CEOPS is a NMP-FP7 European project devoted to a sustainable approach for the production of methanol from CO2, which is a precursor for fine chemicals products.

While large CO2 emitters like cement plants and fine chemicals producers are currently and geographically dispersed throughout Europe, CEOPS concept proposes to use of the existing wide natural gas network via the injection and transportation of an intermediate product: methane. Indeed, whereas CH4 is easily transported, the instability of CH3OH makes its transportation more hazardous by truck. Furthermore, methane already benefits from the extended and existing European natural gas network infrastructure, so its distribution will prevent additional CO2 emissions (rail & road transportation). This sustainable approach will thus enable the decentralisation of methanol production which will favour the emergence of distributed, small and flexible production units of fine chemicals. This vision will pave the way for several novel and sustainable production schemes. 
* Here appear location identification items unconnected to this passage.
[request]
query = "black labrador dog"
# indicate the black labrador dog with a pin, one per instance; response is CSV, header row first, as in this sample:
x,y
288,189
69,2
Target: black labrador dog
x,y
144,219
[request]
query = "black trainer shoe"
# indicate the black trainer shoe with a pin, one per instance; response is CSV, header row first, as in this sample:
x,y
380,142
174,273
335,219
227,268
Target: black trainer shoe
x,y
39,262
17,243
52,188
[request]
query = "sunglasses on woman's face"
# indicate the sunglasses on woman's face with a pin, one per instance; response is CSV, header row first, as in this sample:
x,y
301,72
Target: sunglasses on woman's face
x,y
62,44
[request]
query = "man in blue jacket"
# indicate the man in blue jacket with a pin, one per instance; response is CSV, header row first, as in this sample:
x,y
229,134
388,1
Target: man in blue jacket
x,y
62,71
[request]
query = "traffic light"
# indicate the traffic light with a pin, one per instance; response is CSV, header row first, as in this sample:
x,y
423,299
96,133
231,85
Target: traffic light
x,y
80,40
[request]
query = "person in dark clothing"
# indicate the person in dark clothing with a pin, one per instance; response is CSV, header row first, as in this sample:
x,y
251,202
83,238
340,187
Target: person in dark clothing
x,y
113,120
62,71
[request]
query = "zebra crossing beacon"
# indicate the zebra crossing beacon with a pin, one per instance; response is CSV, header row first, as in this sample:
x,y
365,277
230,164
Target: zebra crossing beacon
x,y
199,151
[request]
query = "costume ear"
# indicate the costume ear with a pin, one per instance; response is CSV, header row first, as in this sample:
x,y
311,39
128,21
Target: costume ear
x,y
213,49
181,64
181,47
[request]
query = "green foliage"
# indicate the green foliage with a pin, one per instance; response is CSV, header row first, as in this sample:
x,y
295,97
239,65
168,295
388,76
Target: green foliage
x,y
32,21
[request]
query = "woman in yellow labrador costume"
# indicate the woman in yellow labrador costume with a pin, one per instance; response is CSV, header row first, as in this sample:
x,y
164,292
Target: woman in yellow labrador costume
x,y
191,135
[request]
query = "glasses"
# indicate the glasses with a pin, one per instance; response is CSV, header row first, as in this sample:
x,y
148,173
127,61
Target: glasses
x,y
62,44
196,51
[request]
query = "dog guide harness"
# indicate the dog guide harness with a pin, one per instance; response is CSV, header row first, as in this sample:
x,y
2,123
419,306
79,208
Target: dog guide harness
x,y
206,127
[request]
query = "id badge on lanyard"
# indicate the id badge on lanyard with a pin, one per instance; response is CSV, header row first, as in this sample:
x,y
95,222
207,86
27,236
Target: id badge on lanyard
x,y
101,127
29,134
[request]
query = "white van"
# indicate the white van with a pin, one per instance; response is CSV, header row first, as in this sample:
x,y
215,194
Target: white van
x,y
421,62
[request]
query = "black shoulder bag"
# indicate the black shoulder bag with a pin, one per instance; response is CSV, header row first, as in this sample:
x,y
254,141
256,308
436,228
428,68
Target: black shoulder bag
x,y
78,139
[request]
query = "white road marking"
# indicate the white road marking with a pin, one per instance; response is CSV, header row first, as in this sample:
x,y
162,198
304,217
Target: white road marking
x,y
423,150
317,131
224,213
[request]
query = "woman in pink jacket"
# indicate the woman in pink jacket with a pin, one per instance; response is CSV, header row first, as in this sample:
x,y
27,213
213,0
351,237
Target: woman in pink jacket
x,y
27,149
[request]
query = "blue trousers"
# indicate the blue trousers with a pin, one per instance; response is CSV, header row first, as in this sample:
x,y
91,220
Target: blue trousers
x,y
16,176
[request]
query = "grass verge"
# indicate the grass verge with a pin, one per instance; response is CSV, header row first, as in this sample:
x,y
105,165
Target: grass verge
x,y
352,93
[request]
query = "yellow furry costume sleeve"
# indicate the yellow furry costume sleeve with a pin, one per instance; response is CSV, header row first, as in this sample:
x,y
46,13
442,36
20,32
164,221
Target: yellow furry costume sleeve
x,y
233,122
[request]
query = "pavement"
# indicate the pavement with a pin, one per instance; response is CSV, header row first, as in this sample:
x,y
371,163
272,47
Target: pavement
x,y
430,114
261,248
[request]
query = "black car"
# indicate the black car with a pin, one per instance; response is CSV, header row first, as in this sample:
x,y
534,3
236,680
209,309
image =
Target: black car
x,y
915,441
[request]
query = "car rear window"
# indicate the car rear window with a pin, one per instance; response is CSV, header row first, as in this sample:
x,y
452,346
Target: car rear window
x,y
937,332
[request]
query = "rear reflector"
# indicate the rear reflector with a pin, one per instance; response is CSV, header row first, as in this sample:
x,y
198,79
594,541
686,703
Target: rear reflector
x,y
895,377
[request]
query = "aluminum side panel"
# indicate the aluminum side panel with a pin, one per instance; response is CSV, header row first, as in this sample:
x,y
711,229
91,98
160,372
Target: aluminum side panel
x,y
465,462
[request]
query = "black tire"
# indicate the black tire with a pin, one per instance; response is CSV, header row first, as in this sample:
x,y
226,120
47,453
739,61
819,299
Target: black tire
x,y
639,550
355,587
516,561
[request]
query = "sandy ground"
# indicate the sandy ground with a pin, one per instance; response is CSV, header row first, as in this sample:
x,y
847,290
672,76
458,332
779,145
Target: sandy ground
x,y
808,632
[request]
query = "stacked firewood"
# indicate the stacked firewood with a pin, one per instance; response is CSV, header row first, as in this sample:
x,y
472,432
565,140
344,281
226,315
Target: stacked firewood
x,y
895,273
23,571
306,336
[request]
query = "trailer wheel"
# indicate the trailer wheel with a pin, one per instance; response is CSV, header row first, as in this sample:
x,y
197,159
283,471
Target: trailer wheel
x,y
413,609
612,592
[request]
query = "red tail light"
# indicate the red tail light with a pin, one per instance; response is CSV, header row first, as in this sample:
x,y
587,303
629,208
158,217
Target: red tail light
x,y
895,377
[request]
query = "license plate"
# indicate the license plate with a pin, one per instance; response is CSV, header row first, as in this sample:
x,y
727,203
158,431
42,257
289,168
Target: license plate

The concept of the project (cf figure below) relies on the development of two chemical pathways based on: 

  • One sub-system A: Upstream, CO2 to methane conversion will be realised with advanced catalysts to promote the efficiency of CO2 CH4 electro-catalytic process at the point of CO2 emission (cement works). Methane will act as an easy storable and transportable carbon vector (from intermittent sources).
  • A second sub-system B: Downstream, the direct conversion of methane to methanol will be done at the point of fine chemicals production with advanced catalysts to promote the efficiency of the direct pathway instead of using the current pathway consisting of a steam reforming of CH4 which represents 60-70% of cost production of current methanol, followed by the CO hydrogenation reaction.

 

Ceops - The Project

 

The technological work is based on advanced catalysts and electro-catalytic processes. CEOPS will develop advanced catalysts for application in three promising electro-catalytic processes (Dielectric barrier discharge plasma catalysis, Photo-activated catalysis and Electro-catalytic reduction) to increase their efficiency overtime for both pathways. The performances of the studied catalyst and process schemes will be benchmarked and the most efficient one, for each pathway, will be selected for a prototype. This prototype will validate the concept and generate the required data for the techno-economic assessment.